The Times points out that many believe the agency should not have been opened because one of its core aims is to enforce the Charter of Fundamental Rights, which was explicitly adopted as legally non-binding but was then written into the EU constitution and that was voted down in France and the Netherlands so has not been ratified and can therefore have no legal standing.
But legal niceties aside, the agency now exists and will as intended take its place in enforcing the EU political aims.
The Charter itself was until the advent of the Constitution the most, explicit statement of the EU’s claim to direct legitimacy that has ever been produced. The idea being that the institutions and rights provided by the EU should in themselves provide the necessary basis for legitimate government.
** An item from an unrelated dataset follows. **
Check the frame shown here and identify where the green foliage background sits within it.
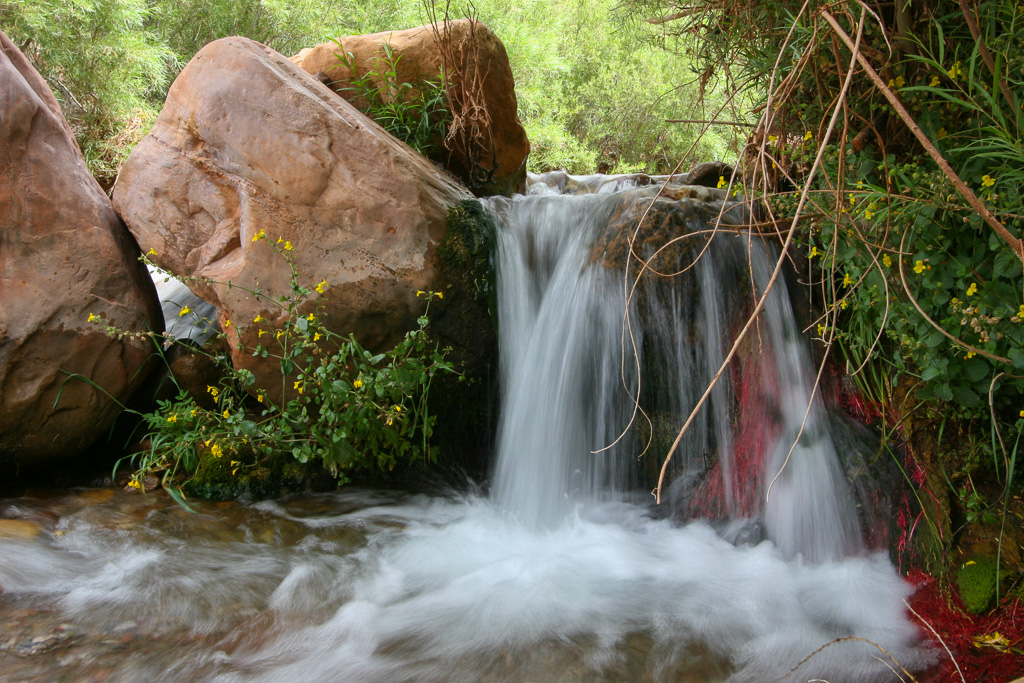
[0,0,733,185]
There are several problems with the concept of International Human Rights, they are a direct attack on the sovereignty of the nation state, conflict with the ideals of democracy, they create tensions between different versions of human rights, create conflicts with religious doctrines, they are arbitrary applied to different states, many of the ideals are a sham and they are open to manipulation and interest-politics, and offer a disguise for power politics. The EU`s Charter of Fundamental Rights is a coup d’état, for the federalists, and by the left leaning Social Democrats who dominate the EU. They are using this document to permanently enshrine into law left-wing provisions such as the ‘right to strike’ rights to health care, education, and social and housing assistance.
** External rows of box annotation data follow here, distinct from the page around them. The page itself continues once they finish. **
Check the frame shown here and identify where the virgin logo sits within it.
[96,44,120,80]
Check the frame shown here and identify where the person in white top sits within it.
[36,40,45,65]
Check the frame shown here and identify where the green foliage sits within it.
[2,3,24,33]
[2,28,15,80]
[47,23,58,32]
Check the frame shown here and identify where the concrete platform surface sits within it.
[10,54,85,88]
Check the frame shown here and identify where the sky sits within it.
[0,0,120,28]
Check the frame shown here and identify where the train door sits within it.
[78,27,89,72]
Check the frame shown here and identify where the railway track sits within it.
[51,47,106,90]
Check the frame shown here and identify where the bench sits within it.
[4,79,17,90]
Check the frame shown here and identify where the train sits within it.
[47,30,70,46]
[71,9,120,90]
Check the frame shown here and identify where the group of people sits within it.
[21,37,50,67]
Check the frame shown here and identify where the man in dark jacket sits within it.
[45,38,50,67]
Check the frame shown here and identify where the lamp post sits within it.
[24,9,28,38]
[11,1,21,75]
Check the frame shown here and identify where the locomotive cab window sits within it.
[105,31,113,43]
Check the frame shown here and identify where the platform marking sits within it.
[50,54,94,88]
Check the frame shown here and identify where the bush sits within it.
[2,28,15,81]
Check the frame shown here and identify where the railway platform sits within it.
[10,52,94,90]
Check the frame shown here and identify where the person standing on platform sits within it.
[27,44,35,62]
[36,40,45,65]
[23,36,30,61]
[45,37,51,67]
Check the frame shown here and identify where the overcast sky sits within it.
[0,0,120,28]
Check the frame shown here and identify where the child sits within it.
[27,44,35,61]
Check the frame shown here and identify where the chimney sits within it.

The argument for the Charter runs something like this: The EU has clearly progressed beyond its initial stage of a purely voluntary association. It is an entity with strong supranational elements equipped with executive power. This is evidenced in the supranational character of the legal structure, which is supported and enhanced in particular by the European Court of Justice. In its rulings, it has long asserted the principles of supremacy and direct effect. National law gives way to Community law, and there is a need for safeguarding the rights of the citizens. Through its institutions, it forms a supranational regime with extended competencies for the ordinary man and woman in the EU
In the general scheme of the EU we have been forced to become citizen the Charter now gives us rights over and above our nation states, further diminishing our sovereignty and our choices. So the Charter process represents a very important development in the constitutionalisation of the EU.
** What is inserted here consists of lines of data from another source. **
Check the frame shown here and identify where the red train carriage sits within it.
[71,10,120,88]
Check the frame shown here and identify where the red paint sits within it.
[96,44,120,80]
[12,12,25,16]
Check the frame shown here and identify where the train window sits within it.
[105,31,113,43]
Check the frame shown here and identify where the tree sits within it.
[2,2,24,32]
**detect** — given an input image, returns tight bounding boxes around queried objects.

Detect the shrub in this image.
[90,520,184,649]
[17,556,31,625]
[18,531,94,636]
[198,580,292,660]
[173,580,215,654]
The Charter was politically decided by those who stipulate that there must be international law to control excesses of previously sovereign national administrations, yet at the same time claims sovereignty for itself, so the Charta is an expression of EU power politics, and a maneuver to further advance the European Project. Of course quite how an external international agreement can be forced on a parliament which retains its own sovereignty is not debated, but it can only mean that the constitutional sovereignty can no longer reside in the nation states Parliament, which rather undermines
As the EU seeks to turn itself into a single State, it is using common human rights standards, enforced by a central legislature and a Supreme Court, as a powerful weapon in imposing uniformity across the whole of the EU and subordinating national and local Courts and Constitutions to central rule, the Charter marks the EU as a polity with an extended sphere of competencies Giving the EU the powers to decide our rights would bring the EU Court of Justice into virtually every area of life and society.
For Britian in particular it is a very important development because the Charta curbs the power of judge made law, or English Common Law.
The growth of international law limits the principle of National Sovereignty because it forces recognition of equality of rights to non-nationals to those who have no duty to the nation state. Thus a Nation state will find it increasingly difficult to protect itself from those from outside the state who would work to destroy the nation state. This is all very fine for the EU which wishes to create a state of the regions, but it does not answer why the leaders of the nation state would wish to collude with a scheme that is specifically designed to remove the power of its citizens. It enforces a particular secular creed on nation states which are based on religious belifes forcing them to re-write their constitutions and to create laws forcing obedience to secular doctrines. In short it removes the powers of the people to choose their own rights according to their own societies norms.